POIS BEM, em 1998, sob minha intensa atividade parlamentar de final de ano, na rápida leitura para elaborar o prefácio do livro Histórias, “Causos” e “Estórias”, me deparei com o mencionado capítulo. Fui transportado a uma situação semelhante quando da minha primeira candidatura a Prefeito de Muzambinho, em 1988. Claro que fiquei perplexo, mas eram fatos passados. Naquela época, havíamos fundado o PSB no município, Partido Socialista Brasileiro, em 13 de fevereiro de 1988. Concorreríamos às eleições municipais, naquele ano em 15 de novembro. Éramos em quatro, e dos fundadores do Partido, nos intitulávamos os pontos cardeais do PSB/MZB: Joaquim Alves, formado em Educação Física e coproprietário de um restaurante junto com o irmão Emilinho – O Rei da Bisteca; Dr.
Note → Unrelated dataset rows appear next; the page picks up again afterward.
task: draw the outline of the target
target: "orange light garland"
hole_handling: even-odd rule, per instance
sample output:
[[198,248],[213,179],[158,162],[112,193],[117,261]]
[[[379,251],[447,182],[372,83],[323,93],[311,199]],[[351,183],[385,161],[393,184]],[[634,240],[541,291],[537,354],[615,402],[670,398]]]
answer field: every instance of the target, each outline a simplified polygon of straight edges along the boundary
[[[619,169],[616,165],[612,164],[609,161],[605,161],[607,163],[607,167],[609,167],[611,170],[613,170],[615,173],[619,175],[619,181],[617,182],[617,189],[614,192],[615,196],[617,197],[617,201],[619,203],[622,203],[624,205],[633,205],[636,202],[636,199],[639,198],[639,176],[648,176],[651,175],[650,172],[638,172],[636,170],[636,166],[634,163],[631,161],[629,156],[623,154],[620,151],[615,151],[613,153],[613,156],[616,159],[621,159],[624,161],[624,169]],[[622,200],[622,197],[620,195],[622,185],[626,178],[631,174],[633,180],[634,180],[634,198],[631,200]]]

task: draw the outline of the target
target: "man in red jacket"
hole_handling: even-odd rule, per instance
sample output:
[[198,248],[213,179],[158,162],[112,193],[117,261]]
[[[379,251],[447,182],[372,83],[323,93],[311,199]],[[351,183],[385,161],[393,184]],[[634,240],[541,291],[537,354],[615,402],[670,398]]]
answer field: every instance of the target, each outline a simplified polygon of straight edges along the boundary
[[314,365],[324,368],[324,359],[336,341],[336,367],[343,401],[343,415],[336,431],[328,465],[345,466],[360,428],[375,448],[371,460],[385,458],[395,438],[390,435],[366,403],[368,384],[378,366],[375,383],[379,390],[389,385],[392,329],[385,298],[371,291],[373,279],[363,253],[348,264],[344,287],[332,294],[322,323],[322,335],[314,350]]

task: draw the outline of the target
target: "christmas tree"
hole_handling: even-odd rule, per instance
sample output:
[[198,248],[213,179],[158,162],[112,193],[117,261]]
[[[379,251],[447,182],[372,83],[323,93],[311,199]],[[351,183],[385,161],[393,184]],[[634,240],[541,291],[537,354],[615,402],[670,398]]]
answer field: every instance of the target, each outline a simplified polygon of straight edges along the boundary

José Roberto Del Valle Gaspar, advogado; Prof. José Sales de Magalhães Filho, pré-candidato a Vice-Prefeito; e eu, Marco Regis, pré-candidato a Prefeito. Antecipando, vencemos as eleições.

O que interessa em relação ao sobrenatural de Vonzico está aqui. Os quatro “pontos cardeais” nos reuníamos com frequência. Nossas reuniões iam além da meia noite, em locais neutros e variáveis. Iámos em dois automóveis. Ao final das reuniões, Del Valle levava Joaquim para casa e eu deixava o Professor Zé Sales na dele, na Rua Capitão Heleodoro Mariano. Eu seguia por essa mesma rua em direção ao bairro Jardim Canaã, onde moro até hoje.

Havendo eu deixado o professor e atravessado a 1ª esquina, Rua Dick Prado, adentrei no quarteirão seguinte dessa rua bem plana. Foi então que me deparei com uma procissão que vinha em sentido contrário, em filas indianas dos dois lados da rua, que é bastante larga. Vi pessoas com velas acessas, passando com meu veículo equidistante entre as duas fileiras. Além de estar dirigindo um automóvel, nunca fui de prestar atenção a detalhes. Por isso, não reparei para fisionomia nem vestes dos penitentes, tão bem descritas no relato de Vonzico.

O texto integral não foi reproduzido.